In recognition of his efforts to fight animal cruelty, Aronberg received the national Wings Award by the Pegasus Foundation for his contributions to animal welfare.

=== First-time DUI offender program ===
In 2013, Aronberg launched a first-time DUI offender program, the only one to have been endorsed by Mothers Against Drunk Driving (MADD). It has been used by thousands of defendants and has had a low reoffending rate.

The most well-known defendant to enter Aronberg's program was golfer Tiger Woods, whose 2017 DUI case made international news.

=== Corey Lewandowski case ===
Aronberg gained national media attention during the 2016 Presidential Election when he announced he would not move forward with a battery charge against Corey Lewandowski, Donald Trump's campaign manager. Jupiter Police had charged Lewandowski with misdemeanor battery after former Breitbart reporter Michelle Fields alleged that he grabbed her after a Trump press conference on March 8 at Trump International Golf Club.

=== Nouman Raja case ===
As State Attorney, Aronberg filed charges of manslaughter by culpable negligence and attempted first-degree murder with a firearm against Palm Beach Gardens police officer Nouman Raja for the killing of 31-year-old musician and housing inspector, Corey Jones, a black man who had been waiting for help on a highway after his car broke down. On March 7, 2019, a jury found Raja guilty as charged, making him the first officer in Florida to be convicted of an on-duty shooting in 30 years. Circuit Court Judge Joseph Marx sentenced Raja to 25 years in prison.

==Morning Joe and MeidasTouch==
Aronberg has become a weekly guest on MS NOW's Morning Joe to discuss legal issues, particularly those related to the criminal justice system.

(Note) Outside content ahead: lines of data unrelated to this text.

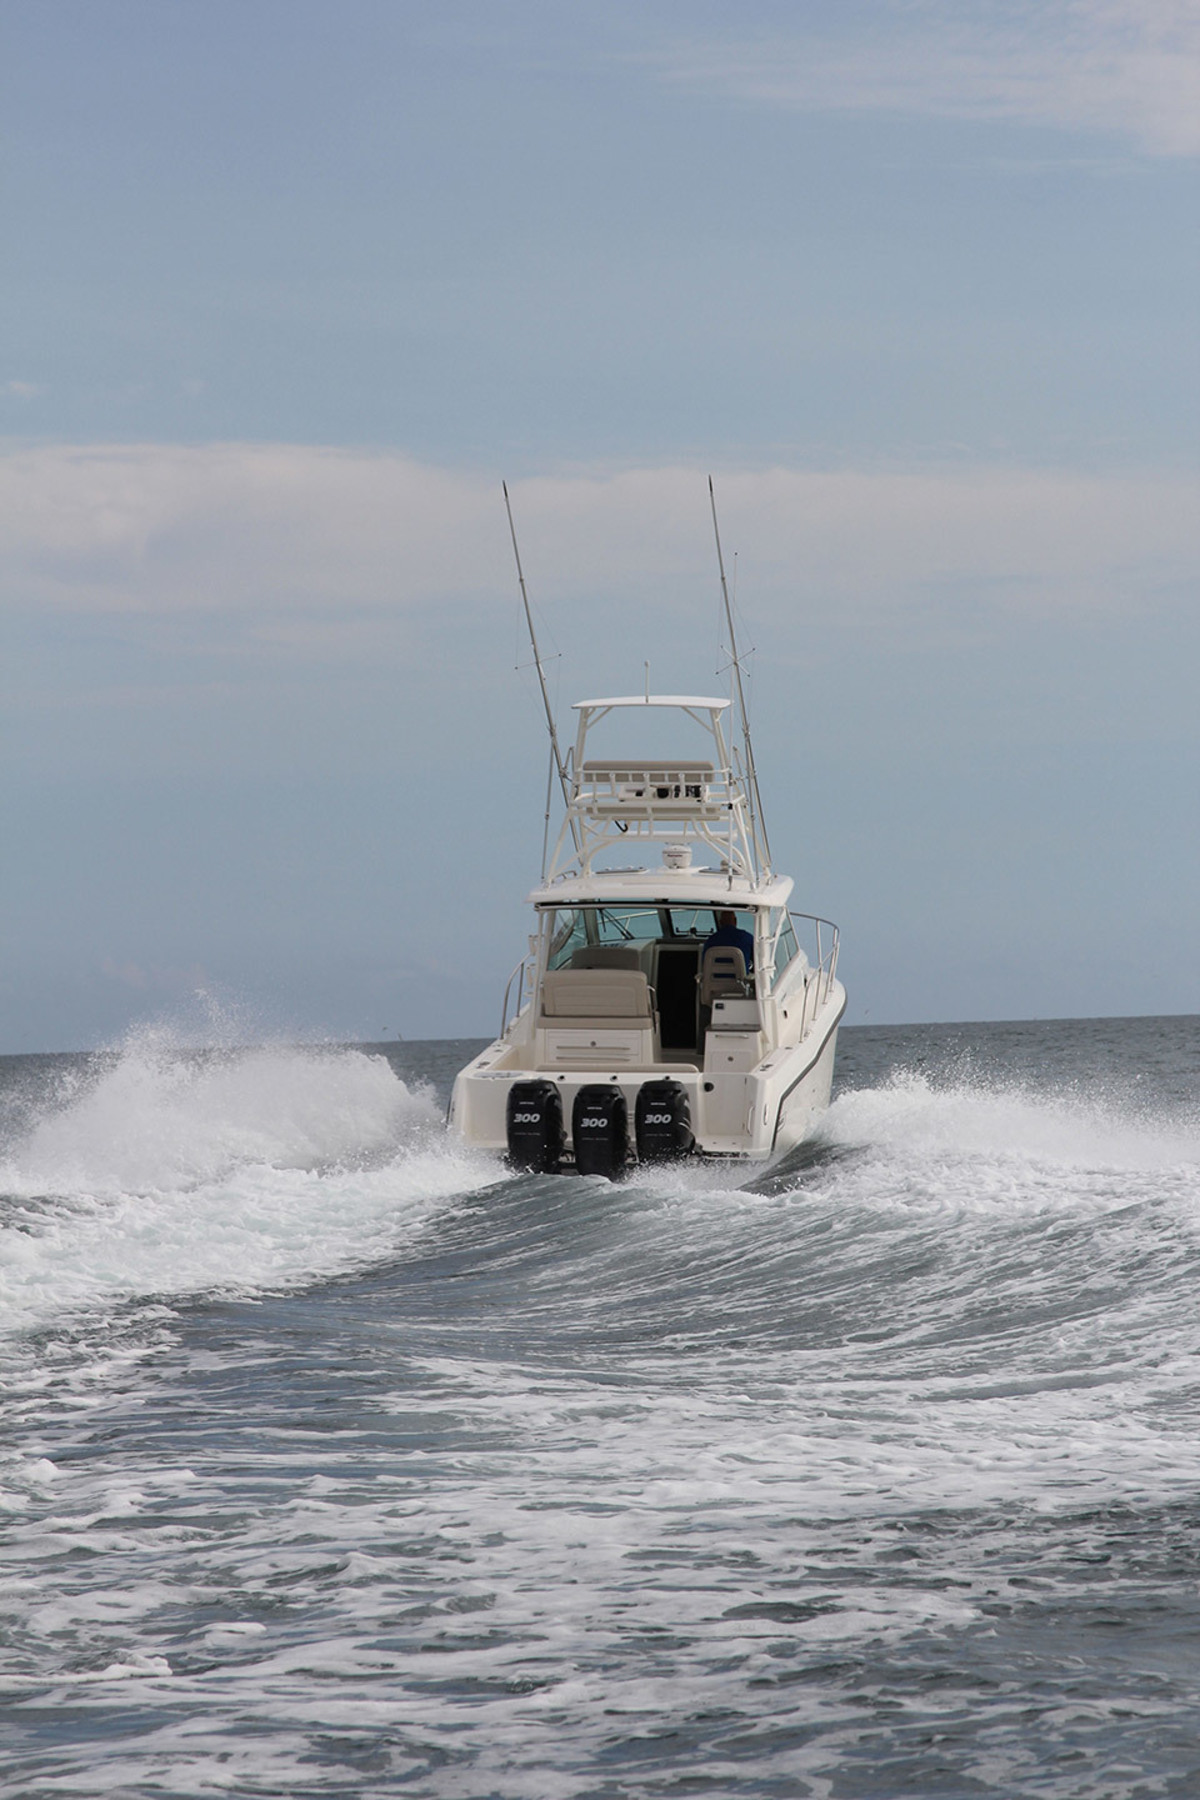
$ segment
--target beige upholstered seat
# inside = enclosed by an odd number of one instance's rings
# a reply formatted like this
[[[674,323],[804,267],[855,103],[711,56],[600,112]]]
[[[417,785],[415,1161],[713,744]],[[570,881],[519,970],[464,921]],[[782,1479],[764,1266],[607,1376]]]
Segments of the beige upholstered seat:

Aronberg is also a contributor on YouTube's MeidasTouch to discuss the outspoken on some of the toughest and most controversial legal issues.

==Personal life==
In May 2015, Aronberg married Lynn Lewis, a former Miami Dolphins Cheerleader and public relations professional at the Don Cesar in St. Pete Beach; she is a convert to Judaism. They divorced in August 2017.

In May 2024, Aronberg married Sasha Kraver in a small ceremony at the Brazilian Court Hotel in Palm Beach, FL. Kraver is a luxury realtor with Douglas Elliman in Palm Beach.